The more than decade-long Syrian conflict has devastated the country and its people with far-reaching consequences.

Samer, 42 and his family of five are settled down in a village in Northwest Syria, around 60 km away from home. However, they endured a lifetime of displacements and stress. “We are from a village in Maarat al-Numan but intense fear drove us out,” he shares.

Years of Displacement
Samer and his family first became displaced in 2018, when the family was caught in the middle of merciless clashes between armed entities. They moved to different places, but were never able to stay for long, either because of indiscriminate bombardments, or because of a tragedy in the family. This life of displacement only came to a stop when the family settled down in the Northwest.

Finally settled, only to be disrupted by another disaster
But these relatively peaceful times only lasted for less than 2.5 years. On that dreadful day, a series of earthquakes changed the lives of 18 million people in Syria and Türkiye, including Samer and his family. The area they live was the epicentre for the earthquake and the family thankfully survived.

“My house wasn’t properly built, so it was severely affected. But we managed to get out. We stayed outside in fear of another aftershock. We later felt very cold so we had to go inside but kept the door open to be able to fast escape if needed. It felt like doomsday, people were screaming, it was raining and it was difficult to know if children were shaking from the cold or fear. ” After a few aftershocks, Samer and his family were evacuated from their almost-collapsed home.

Help is vital
Samer and many people, whose homes were affected by the earthquake, were offered a temporary shelter. He is able to feel somewhat safe and secure some of life’s necessities, such as clean water. “World Vision provide us with potable water on a daily basis. They fill the tank and the next day they check them to add more water,” he shares.

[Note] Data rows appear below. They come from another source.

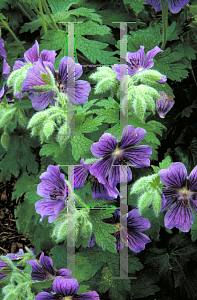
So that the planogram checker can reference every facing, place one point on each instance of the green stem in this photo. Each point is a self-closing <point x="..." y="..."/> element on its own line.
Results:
<point x="49" y="14"/>
<point x="12" y="33"/>
<point x="193" y="74"/>
<point x="38" y="13"/>
<point x="24" y="11"/>
<point x="42" y="16"/>
<point x="165" y="22"/>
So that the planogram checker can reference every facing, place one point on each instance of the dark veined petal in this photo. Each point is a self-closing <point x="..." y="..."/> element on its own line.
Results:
<point x="51" y="179"/>
<point x="176" y="5"/>
<point x="42" y="99"/>
<point x="179" y="216"/>
<point x="131" y="136"/>
<point x="105" y="146"/>
<point x="155" y="3"/>
<point x="47" y="296"/>
<point x="175" y="176"/>
<point x="101" y="168"/>
<point x="168" y="197"/>
<point x="65" y="287"/>
<point x="64" y="273"/>
<point x="118" y="174"/>
<point x="138" y="157"/>
<point x="192" y="181"/>
<point x="37" y="272"/>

He also stresses on the importance of implementing such projects in camps for the displaced, as the Syrian population has been facing water scarcity for the past decade, leading people to resort to unsafe water resources and become vulnerable to diseases.

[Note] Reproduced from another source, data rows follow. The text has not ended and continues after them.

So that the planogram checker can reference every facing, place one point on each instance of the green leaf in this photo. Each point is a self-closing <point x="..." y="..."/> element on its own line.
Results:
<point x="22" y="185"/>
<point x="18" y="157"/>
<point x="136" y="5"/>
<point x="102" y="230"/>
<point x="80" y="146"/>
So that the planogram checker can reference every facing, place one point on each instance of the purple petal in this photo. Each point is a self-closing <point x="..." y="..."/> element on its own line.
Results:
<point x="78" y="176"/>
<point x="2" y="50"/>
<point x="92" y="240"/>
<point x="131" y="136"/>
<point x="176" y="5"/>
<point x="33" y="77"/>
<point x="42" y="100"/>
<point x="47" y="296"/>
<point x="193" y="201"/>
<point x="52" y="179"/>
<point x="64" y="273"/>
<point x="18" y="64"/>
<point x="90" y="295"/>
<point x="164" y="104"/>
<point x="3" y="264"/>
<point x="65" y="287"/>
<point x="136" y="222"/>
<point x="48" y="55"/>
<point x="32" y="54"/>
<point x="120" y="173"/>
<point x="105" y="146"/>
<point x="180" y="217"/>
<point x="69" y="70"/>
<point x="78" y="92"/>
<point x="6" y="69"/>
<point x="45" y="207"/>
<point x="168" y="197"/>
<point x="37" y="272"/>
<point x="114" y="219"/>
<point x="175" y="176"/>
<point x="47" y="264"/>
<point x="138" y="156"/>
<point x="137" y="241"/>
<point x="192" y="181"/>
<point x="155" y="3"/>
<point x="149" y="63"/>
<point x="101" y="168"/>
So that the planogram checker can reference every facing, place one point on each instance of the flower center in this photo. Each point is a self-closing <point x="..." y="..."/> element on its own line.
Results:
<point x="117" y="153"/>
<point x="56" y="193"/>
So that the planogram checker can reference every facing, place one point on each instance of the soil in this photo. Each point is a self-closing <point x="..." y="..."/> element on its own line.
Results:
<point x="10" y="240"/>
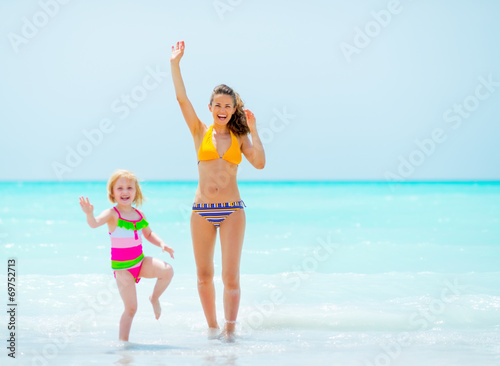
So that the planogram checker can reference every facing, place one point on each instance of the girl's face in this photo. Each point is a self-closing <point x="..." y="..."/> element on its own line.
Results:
<point x="124" y="191"/>
<point x="222" y="108"/>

“I have heard about Cholera, of course! It is vastly spreading across the Northwest. It is concerning,” Samer says. World Vision’s water project helps protect over 180,000 people like Samer and his family from the rapidly spreading Cholera virus and alleviates their struggle in securing water.

For years, World Vision has been working in the areas devastated by the recent earthquake, providing help for children and families displaced by the war in Syria. Currently our priority is to provide help across various sectors, such as water, sanitation, and hygiene (WASH), health, education and psychosocial support, and to help them gradually rebuild their lives.